BERKELEY, 14 MARCH—Here are a few headlines published in The New York Times and other influential American newspapers in the months following Russia’s U.S.– provoked intervention against the Ukrainian regime in February 2022:
“Life Is Better with a Great Garden Hose.”
“How a Taxidermist Spends Her Sundays.”
“How a Food Stylist and Housewares Designer Spends Her Sundays.”
“How a Neurodiverse Musical Theater Artist Spends Her Sundays.”
“Do these shoes make me look like a tourist?”
“Is it bad to wash your hair every day?”
And here are some headlines published in these same newspapers since last October, when Israel began its barbarous siege against the 2.3 million Palestinians living in Gaza:
“Will Taylor Swift Visit the White House?”
“Tuxedos Stole the Show at This Year’s Oscars.”
“Jeremy Strong Isn’t Sure Who He Is.”
“Is Cabbage the New Bacon?
“Kate Middleton’s Story Is About So Much More Than Kate Middleton.’
“We Don’t Know Where Kate Is But She Knows Where We’re Headed.”
“Leave Kate Middleton Alone!”
As a former correspondent abroad, I have taken up the peculiar habit of collecting headlines that reflect on the commonly shared preoccupations of Americans, their thoughts and feelings—the American zeitgeist, this is to say. These are drawn from a large inventory stored in my computer. What do they tell us?
With Russia’s intervention in Ukraine—a military operation I consider regrettable but inevitable given the Western alliance’s incessant efforts to subvert the Russian Federation—the U.S. brought us as close to “nuclear Armageddon,” Biden’s phrase, as we have been at least since the Cuban missile crisis 62 years ago. In the case of Gaza, the U.S. fully supports Israel as it bombs, shoots, and now starves Palestinians in the cause of an ethnic-cleansing genocide that begs comparisons with the diabolic viciousness of the Reich in the 1930s and 1940s.
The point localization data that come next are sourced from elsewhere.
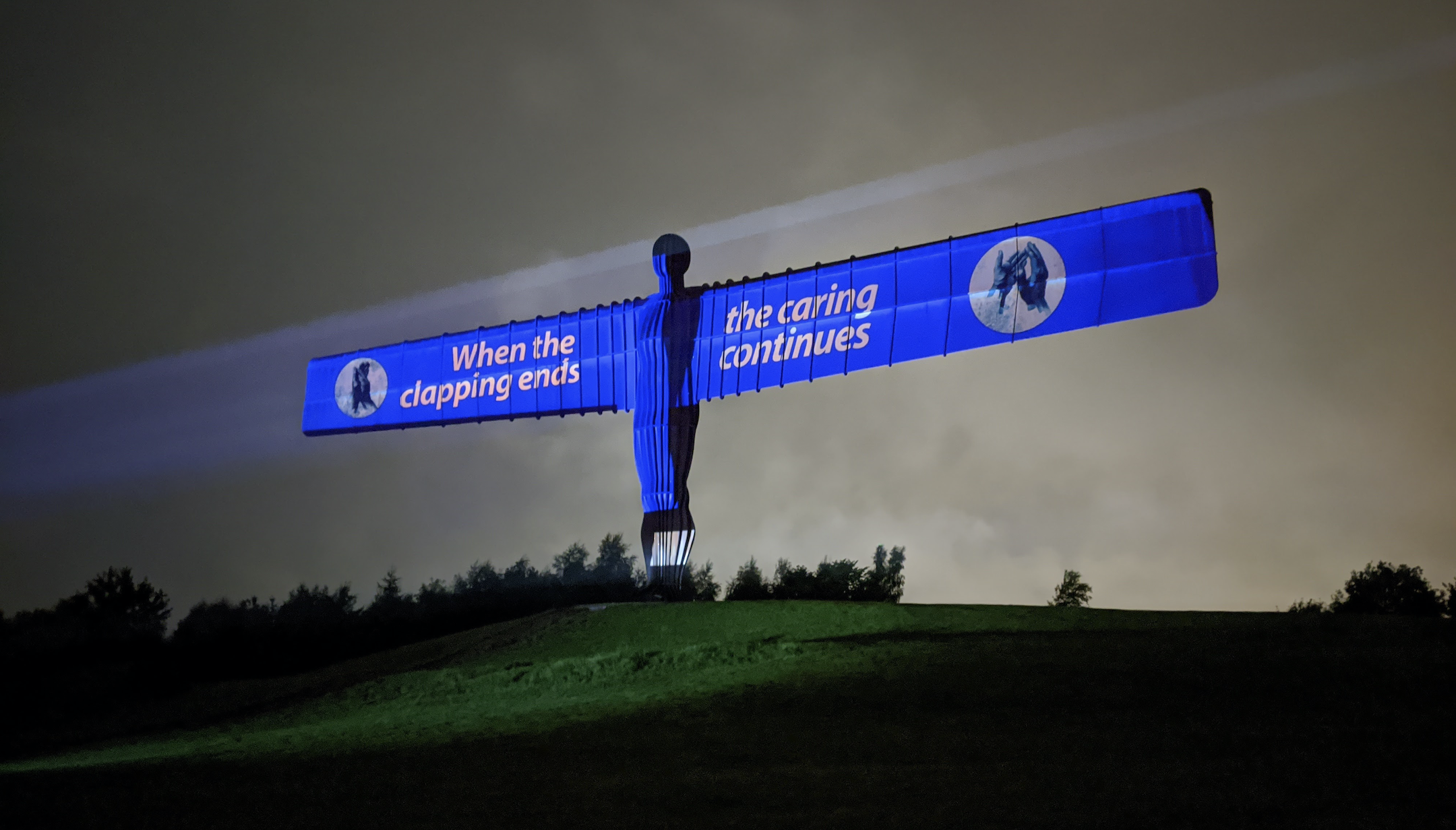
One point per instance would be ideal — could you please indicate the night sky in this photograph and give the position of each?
(183, 178)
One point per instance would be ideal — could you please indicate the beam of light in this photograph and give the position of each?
(241, 402)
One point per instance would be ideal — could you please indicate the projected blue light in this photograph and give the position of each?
(663, 356)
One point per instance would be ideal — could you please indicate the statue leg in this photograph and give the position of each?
(667, 535)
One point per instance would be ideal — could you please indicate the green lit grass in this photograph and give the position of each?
(806, 714)
(557, 668)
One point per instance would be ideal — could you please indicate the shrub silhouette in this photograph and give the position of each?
(114, 606)
(1384, 589)
(1072, 593)
(748, 583)
(702, 584)
(832, 580)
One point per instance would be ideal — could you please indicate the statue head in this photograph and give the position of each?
(670, 258)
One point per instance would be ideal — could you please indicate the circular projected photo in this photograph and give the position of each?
(360, 388)
(1017, 284)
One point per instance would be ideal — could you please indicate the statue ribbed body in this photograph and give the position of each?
(665, 421)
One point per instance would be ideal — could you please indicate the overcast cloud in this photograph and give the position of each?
(174, 181)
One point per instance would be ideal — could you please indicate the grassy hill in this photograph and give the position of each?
(804, 714)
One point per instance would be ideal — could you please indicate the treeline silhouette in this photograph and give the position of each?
(1385, 589)
(113, 634)
(315, 625)
(883, 581)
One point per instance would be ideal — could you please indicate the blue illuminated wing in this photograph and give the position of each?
(576, 362)
(1023, 282)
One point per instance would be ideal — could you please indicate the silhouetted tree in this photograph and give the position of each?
(114, 606)
(886, 581)
(1306, 608)
(701, 580)
(613, 565)
(748, 583)
(1072, 592)
(520, 573)
(793, 583)
(317, 608)
(838, 580)
(481, 579)
(1384, 589)
(571, 564)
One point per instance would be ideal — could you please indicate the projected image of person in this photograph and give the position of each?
(666, 417)
(363, 400)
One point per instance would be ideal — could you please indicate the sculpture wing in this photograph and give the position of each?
(571, 363)
(1113, 264)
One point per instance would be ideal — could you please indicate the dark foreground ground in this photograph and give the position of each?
(1264, 721)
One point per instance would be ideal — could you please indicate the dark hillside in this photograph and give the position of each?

There is something quite “off,” even indecent about Americans’ fascination with Taylor Swift and garden hoses in these circumstances. Among most people—not all, by any means—one finds little grasp of the gravity of our moment or of our obligation to respond to it. Not even the threat of a nuclear war or the mass murder of innocent children, women, and men stirs most of us. It suggests a collective pathology, a shared psychological disturbance. How can we account for this—this culture of ennui, I will call it?